I have a cool pix ...guess that will have to do *sigh.
Tomorrow Kruse will go get his stitches removed while I set on him. Poor lil guy. On the up side that will be the end of that. Should be fun with 3 others jumping around well 2 anyway. Now, I LOVE my kids of course and am happy to be able to care for them. I try very hard never to complain , because they didn't ask to be here.
I just have to say it's not easy. I don't know why but lately I have caught a little flack, for "needing" Adam's help. I have to say I do well for having no sitters, no extra "help" , and a night out now thats just comedy. If you think it's so easy, I beg of you to come try it out.
The rain is bringing me down man! I need to get out in the yard. I need to work on my plants and other projects I have lined up for this summer. I need badly to work on sewing more, new products, marketing, ect.
There is so much info out there, I would like so very much to go back to school. I am sad , because I know that can't happen right now. Ahhh, as the old saying goes , I've made my bed and I must lay in it. (this is not my actual thoughts on the matter) To make money to go back to school , to learn to build a career, so that i can support my family, (and actually feel like I matter in this life) of course , I must have money to begin with. I can't actually say what I want to do for a living, not because I fear others opinion, but for lack of caring if any one supports it or not. One of the toughest lessons to learn is , not giving your enemies a stage to dance on.
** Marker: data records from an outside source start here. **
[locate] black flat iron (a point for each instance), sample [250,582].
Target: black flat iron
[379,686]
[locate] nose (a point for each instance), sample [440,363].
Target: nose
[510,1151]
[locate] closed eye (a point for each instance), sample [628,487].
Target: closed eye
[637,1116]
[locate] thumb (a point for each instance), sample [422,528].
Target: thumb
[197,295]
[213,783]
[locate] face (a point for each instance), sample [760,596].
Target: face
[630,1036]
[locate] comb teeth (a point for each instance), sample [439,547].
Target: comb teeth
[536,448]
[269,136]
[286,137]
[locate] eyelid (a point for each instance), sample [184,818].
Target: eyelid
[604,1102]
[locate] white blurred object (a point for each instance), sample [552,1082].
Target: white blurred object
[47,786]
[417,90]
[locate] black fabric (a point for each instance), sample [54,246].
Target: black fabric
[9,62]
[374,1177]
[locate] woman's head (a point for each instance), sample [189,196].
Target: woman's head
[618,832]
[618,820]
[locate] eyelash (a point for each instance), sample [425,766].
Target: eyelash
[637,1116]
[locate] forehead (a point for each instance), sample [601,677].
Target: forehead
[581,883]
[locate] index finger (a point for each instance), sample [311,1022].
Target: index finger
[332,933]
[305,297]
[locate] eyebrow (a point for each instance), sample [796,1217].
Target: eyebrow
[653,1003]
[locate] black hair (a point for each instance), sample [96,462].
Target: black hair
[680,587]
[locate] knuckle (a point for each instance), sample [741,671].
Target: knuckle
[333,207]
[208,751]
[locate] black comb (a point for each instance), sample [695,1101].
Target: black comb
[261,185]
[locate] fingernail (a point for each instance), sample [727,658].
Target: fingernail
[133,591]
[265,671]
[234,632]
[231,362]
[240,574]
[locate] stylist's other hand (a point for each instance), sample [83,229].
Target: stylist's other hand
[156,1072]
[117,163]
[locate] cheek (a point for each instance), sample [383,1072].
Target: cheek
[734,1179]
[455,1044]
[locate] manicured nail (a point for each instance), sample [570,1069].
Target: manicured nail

I've been blessed with my own set of wheels. There for I have made trips to the park and library this week. We have had tons of fun. My kids are so very well behaved while with me. How could this be? Perhaps .... I'm not the pushover parent hmmmm...
I am just looking to the future and thinking of the possibilities. I hate the feeling life is passing me by. After all, who doesn't? You only get one chance.